For the longest time I thought of it as Rick's Brother's Place. Rick, of course, is Rick Dominguez, longtime owner of the Pepper Tree who sold the restaurant and retired recently for health reasons. His brother opened Tommy D's in May, and while it has a casual, relaxed feel and a simple bistro menu, it has the same concern for details that have made the Pepper Tree memorable. It also offers the same pepper steak as its star entree -- more on that later.
Long the site of biker bars whose names seemed to change with the seasons, this uninspired building still wears a bright beer banner on the outer wall near the patio. Ignore it and head on in. You'll find a comfortable bar area separated from the main dining area by a wall of wood and glass; chairs that will make you want to linger; tasteful cool colors on the walls; linen napkins on the solid tables. Muted televisions display classic films while jazz plays just loud enough to complement conversation.
Menu items are the simple, basic fare you'd find at many casual dining restaurants. The twist here is the impeccable preparation, the careful presentation and the use of good fresh ingredients. The difference between Tommy D's and the rest is obvious.
Lots of restaurants serve calamari, for example -- usually breaded, fried and accompanied by a yawningly dull marinara dipping sauce. Not at Tommy D's. The calamari here is sauted in garlic butter with artichoke hearts and sun-dried tomatoes, cooked long enough in an herb and wine-scented broth to become meltingly tender. The broth was bread-sopping good, and weren't we lucky to have crusty dinner rolls from Wimberger's Bakery (one of our town's best) to soak it up?
The crab cakes came with a black bean and roasted corn salsa zinged up with a little chipotle pepper. A light lemony caper sauce jazzes the soft-shell crabs; mussels are steamed in shallots, garlic and wine. And these are just the appetizers.
The menu is a work in progress according to Craig Dominguez, Tommy D's son and go-to guy for everything from answering the phone to menu planning to brainstorming the nifty killer cocktails they serve in the coolest martini glasses around: Glasses sit not on stems but on heavy colored glass balls (harder to tip over, which, as any martini drinker can attest, is always a consideration). I recommend the drink with four kinds of rum and a suggestion of pineapple juice.
Specials that garner strong positive feedback may find themselves on the regular menu; other items may switch off. One dish sure to stay is the Pepper Steak, the signature dish at the Pepper Tree that Tommy D. co-owned until 1989. There is no tableside preparation here; the magic is worked back in the kitchen, but the result is the same tender fillet topped with a piquant mango chutney. At $19.95, it's the most expensive entree, and worth every nickel.
Chicken, fish and pasta round out the entrees. One innocuous-sounding grilled salmon that we tried was made memorable by a delectable dill and wine cream sauce.
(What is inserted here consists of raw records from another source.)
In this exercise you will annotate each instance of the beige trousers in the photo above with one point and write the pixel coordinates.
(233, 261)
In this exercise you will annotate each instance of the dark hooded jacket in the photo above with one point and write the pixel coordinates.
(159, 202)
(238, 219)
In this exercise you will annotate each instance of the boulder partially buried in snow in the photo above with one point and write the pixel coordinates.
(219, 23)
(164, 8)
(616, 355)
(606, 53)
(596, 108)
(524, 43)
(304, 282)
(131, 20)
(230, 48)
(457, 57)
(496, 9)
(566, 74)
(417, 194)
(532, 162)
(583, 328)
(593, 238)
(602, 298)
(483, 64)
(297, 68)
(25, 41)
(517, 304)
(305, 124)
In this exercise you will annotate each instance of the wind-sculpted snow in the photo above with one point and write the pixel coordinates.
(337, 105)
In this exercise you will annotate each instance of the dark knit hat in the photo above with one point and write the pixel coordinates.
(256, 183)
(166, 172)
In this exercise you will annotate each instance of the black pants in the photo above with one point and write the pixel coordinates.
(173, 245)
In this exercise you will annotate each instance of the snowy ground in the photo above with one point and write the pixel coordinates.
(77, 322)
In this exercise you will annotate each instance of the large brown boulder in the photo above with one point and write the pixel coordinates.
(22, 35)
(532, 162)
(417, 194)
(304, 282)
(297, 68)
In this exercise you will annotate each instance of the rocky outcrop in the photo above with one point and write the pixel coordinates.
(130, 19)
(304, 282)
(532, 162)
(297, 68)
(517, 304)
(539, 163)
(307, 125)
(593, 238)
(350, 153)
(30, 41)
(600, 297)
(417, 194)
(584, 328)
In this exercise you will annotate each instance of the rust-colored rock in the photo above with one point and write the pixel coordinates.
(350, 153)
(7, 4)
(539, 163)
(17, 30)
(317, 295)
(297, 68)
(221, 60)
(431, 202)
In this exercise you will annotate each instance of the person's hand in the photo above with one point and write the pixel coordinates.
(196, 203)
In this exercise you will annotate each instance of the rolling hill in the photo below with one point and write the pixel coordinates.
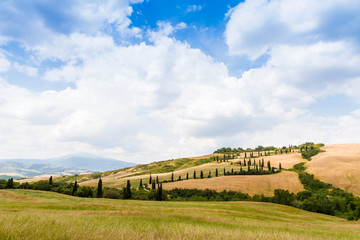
(66, 165)
(47, 215)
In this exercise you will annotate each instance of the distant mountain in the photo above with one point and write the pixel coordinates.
(66, 165)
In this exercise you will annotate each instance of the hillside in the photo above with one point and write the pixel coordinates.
(46, 215)
(66, 165)
(262, 184)
(338, 165)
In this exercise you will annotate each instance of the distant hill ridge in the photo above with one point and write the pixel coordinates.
(66, 165)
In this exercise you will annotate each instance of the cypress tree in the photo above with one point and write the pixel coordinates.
(99, 189)
(75, 187)
(127, 190)
(10, 183)
(158, 196)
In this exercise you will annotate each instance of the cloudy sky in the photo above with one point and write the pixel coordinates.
(145, 80)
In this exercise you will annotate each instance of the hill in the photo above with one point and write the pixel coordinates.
(338, 165)
(46, 215)
(66, 165)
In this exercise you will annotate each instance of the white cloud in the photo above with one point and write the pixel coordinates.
(193, 8)
(257, 26)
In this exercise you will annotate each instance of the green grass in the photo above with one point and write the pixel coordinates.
(46, 215)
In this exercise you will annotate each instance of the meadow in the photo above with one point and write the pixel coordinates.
(29, 214)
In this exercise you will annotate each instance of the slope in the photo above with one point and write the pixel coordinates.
(338, 165)
(46, 215)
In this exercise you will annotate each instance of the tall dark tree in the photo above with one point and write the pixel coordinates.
(127, 190)
(99, 189)
(159, 193)
(10, 183)
(140, 184)
(75, 187)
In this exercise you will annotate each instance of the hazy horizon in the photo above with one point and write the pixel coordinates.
(142, 81)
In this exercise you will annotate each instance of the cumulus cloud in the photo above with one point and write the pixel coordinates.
(35, 22)
(256, 26)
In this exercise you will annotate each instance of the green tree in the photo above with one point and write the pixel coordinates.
(75, 187)
(99, 189)
(10, 183)
(159, 193)
(127, 190)
(140, 184)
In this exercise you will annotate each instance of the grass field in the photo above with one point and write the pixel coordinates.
(45, 215)
(258, 184)
(338, 165)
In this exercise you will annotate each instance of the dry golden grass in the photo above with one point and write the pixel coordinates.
(251, 184)
(287, 160)
(338, 165)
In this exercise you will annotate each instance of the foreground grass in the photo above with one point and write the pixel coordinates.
(46, 215)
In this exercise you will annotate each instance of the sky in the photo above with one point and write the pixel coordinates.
(147, 80)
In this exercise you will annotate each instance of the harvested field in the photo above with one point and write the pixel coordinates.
(338, 165)
(251, 184)
(287, 160)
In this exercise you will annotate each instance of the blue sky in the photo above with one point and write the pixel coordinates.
(149, 80)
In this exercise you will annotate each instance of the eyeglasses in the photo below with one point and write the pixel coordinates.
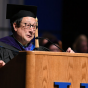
(28, 26)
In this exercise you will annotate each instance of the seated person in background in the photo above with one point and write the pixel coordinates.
(23, 23)
(52, 47)
(81, 44)
(51, 37)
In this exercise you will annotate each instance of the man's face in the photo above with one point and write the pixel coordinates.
(25, 33)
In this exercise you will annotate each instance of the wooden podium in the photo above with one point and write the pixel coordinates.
(39, 69)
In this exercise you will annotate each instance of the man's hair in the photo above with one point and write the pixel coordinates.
(18, 21)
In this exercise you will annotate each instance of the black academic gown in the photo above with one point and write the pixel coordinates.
(8, 52)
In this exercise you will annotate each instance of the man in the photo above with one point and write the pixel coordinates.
(23, 23)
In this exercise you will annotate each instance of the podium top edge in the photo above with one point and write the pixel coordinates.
(54, 53)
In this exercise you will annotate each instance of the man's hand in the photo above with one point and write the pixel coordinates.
(70, 50)
(2, 63)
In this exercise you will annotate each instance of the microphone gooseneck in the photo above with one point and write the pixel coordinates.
(50, 42)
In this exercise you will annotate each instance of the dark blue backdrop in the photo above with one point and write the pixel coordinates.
(49, 15)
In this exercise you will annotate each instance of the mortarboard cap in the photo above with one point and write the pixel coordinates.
(15, 12)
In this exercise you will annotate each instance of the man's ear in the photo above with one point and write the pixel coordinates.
(15, 26)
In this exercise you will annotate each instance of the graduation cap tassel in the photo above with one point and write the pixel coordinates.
(36, 35)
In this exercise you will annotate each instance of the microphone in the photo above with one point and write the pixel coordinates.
(50, 42)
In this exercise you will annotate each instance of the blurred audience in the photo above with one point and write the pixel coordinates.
(52, 38)
(52, 47)
(81, 44)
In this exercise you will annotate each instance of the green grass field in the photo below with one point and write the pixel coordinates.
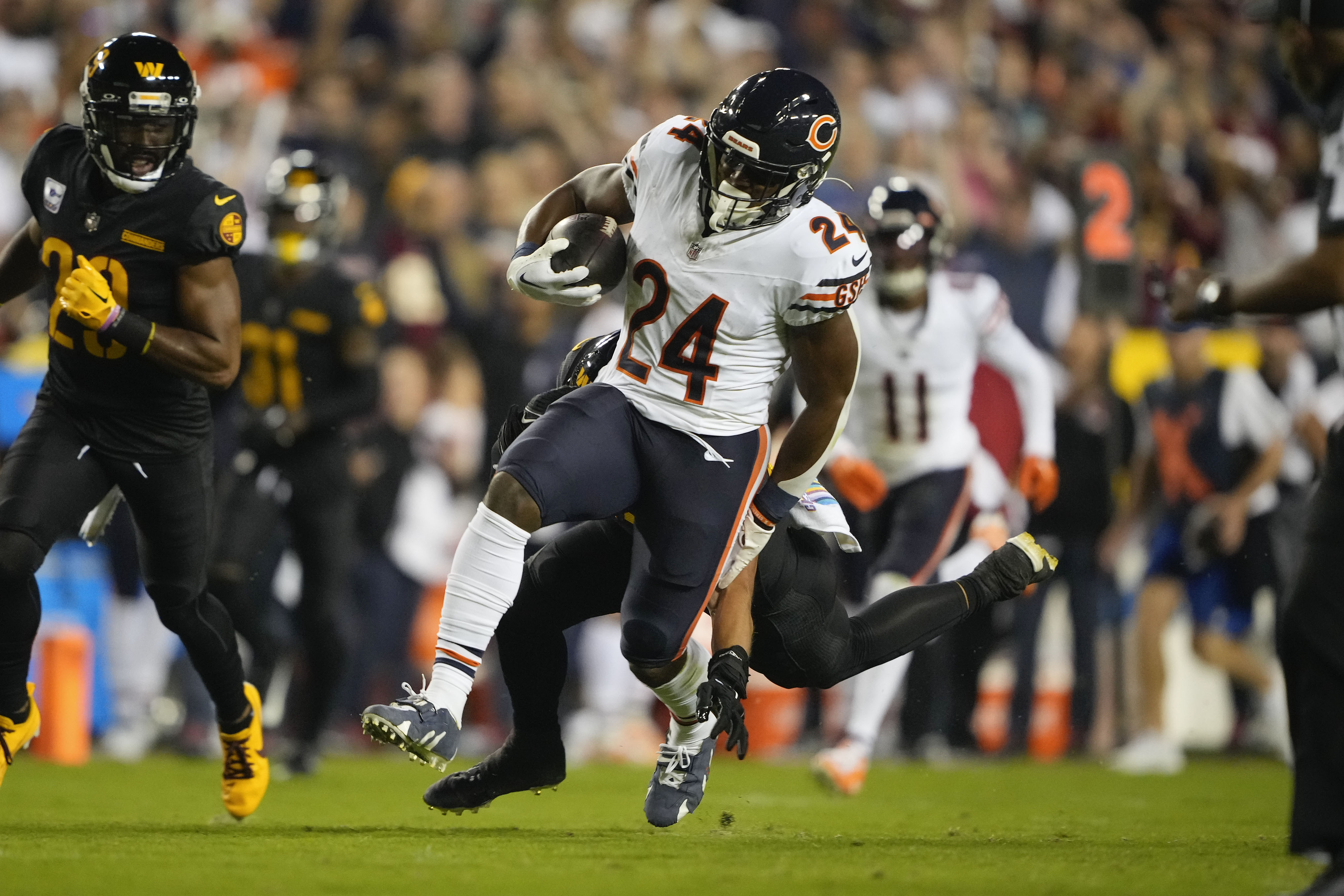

The spinach and artichoke ravioli was a sublime bowl of pasta, pretty in its presentation with alternating green and white raviolis adrift in a garlicky cheese sauce, and garnished with two pieces of garlic bread (grilled, not microwaved, my latest bugaboo) and thin ribbons of tricolored bell pepper. Almost too pretty to eat.
Chicken lovers will enjoy the sauted chicken with penne pasta and marinara sauce, or the charbroiled chicken breast with mango salsa. All entrees come with a small, delightful fresh salad. With the exception of the pepper steak, entree prices range from $12 to $18.95.
We hadn't been particularly keen on dessert until our server started talking and seduced us with details of the ice-cream crepes. It exceeded his description and our expectations. That we didn't fight among ourselves for the last bite was only because the serving was so generous that we were all sated.
Tommy D's opens at 11 a.m. and serves straight through til 9 or 10 p.m. It's a great spot for a luncheon respite, offering sandwiches, burgers and salads. The Chicken Caesar was good, the Romaine lightly dressed and the chicken tender and tasty. The Bleu Burger features a generous topping of crumbled Gorgonzola on a large juicy burger. The buns are toasted and the pile of thick-cut, skins-on fries enormous. Reubens, clubs and a steak sandwich are also available. Despite the traffic on 21st Street, lunch in the shade of the patio is awfully pleasant. Look up at the mountains and think rain.
Service on all our visits was exactly as it should be: friendly, attentive, unobtrusive. A solid menu, dishes well prepared, a central location with lots of parking, Tommy D's could be your new neighborhood bistro.